Dans un fil voisin que, las de lire les mêmes affirmations sans preuves selon l’argumentum ad nauseam, j’ai récemment quitté, un participant jugeait bon de traiter sans cesse ses contradicteurs de « fonctionnalistes ».
Certes, le fonctionnalisme en histoire a (heureusement !) une définition plus restrictive et spécifique qu’en sociologie, laquelle nous ramène à la fameuse querelle des historiens en Allemagne dans les années quatre-vingt. A ce moment-là (rappel très succinct), étaient dits « fonctionnalistes » les historiens qui, selon Léon Poliakov (in Un point final à l'Historikerstreit), s'attachaient à démontrer que la « solution finale de la question juive » a été le résultat de circonstances extérieures à la politique nazie, au premier chef, la guerre sur le front de l'Est. En effet, pour la plupart d’entre eux, c’est parce que les communistes avaient d’abord entrepris, en URSS, l’extermination de « classes » sociales entières (« bourgeois », « koulaks » dès 1929) que les nazis ont mis en œuvre le génocide des « judéo-bolcheviks » à la faveur de la guerre. Ainsi s'opposaient-ils aux historiens dits « intentionnalistes » qui affirmaient que la Shoah était le résultat d’une décision prise de longue date par Hitler et qui reprochaient donc aux premiers de vouloir atténuer la responsabilité des Allemands et de faire équivaloir les crimes de masse nazis et communistes.

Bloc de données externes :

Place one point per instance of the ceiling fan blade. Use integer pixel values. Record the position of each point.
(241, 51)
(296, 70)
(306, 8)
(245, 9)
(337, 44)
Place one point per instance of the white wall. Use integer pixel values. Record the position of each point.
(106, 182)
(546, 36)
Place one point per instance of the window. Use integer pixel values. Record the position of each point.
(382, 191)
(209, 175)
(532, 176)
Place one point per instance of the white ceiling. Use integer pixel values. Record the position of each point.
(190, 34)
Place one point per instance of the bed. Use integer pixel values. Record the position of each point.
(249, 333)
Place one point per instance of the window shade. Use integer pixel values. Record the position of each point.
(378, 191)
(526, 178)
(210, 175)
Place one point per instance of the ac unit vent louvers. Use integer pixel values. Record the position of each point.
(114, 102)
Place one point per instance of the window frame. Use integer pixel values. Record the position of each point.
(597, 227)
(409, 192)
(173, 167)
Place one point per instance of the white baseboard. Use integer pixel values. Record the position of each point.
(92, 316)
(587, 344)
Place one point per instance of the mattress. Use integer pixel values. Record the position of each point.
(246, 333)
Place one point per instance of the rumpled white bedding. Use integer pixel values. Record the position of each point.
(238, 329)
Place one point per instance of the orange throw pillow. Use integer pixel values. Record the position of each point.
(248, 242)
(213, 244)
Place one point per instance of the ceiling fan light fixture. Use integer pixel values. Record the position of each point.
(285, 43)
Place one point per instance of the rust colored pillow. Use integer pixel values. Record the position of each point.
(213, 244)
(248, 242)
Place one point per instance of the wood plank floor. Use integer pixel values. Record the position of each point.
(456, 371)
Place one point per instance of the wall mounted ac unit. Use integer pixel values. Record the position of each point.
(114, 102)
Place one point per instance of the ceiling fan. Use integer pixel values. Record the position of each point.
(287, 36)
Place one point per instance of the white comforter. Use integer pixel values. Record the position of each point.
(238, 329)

Cependant, toujours selon Léon Poliakov, plus généralement, les fonctionnalistes « font intervenir des lois structurelles impersonnelles, les intentions humaines n'ayant pas à être prises en compte dans les grands mouvements de l'histoire ».

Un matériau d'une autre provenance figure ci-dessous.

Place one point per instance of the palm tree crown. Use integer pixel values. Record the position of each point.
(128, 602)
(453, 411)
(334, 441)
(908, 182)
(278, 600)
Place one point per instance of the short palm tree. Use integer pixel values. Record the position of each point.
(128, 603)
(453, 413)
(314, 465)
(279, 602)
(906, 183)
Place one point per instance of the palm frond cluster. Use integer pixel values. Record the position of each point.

Or, à mon humble avis, il me semble que, hors la question de la « solution finale », l’on peut très bien prendre en compte à la fois les intentions humaines et les circonstances sans faire intervenir de pseudo-lois de l’histoire, donc sans être strictement « intentionnaliste » ou « fonctionnaliste ».
Par exemple, lorsque l’historien universitaire Jean-Luc Leleu, in La Waffen-SS, déclare que le massacre d’Oradour-sur-Glane constitue « une transposition circonstancielle [mais non fortuite] de méthodes préalablement appliquées à l’est par la division Das Reich et [le résultat de] la concomitance de quatre éléments », il s’agit de la prise en compte à la fois d’intentions (mission, consignes) et de circonstances (attentats de partisans « de type soviétique », urgence du départ pour le front…).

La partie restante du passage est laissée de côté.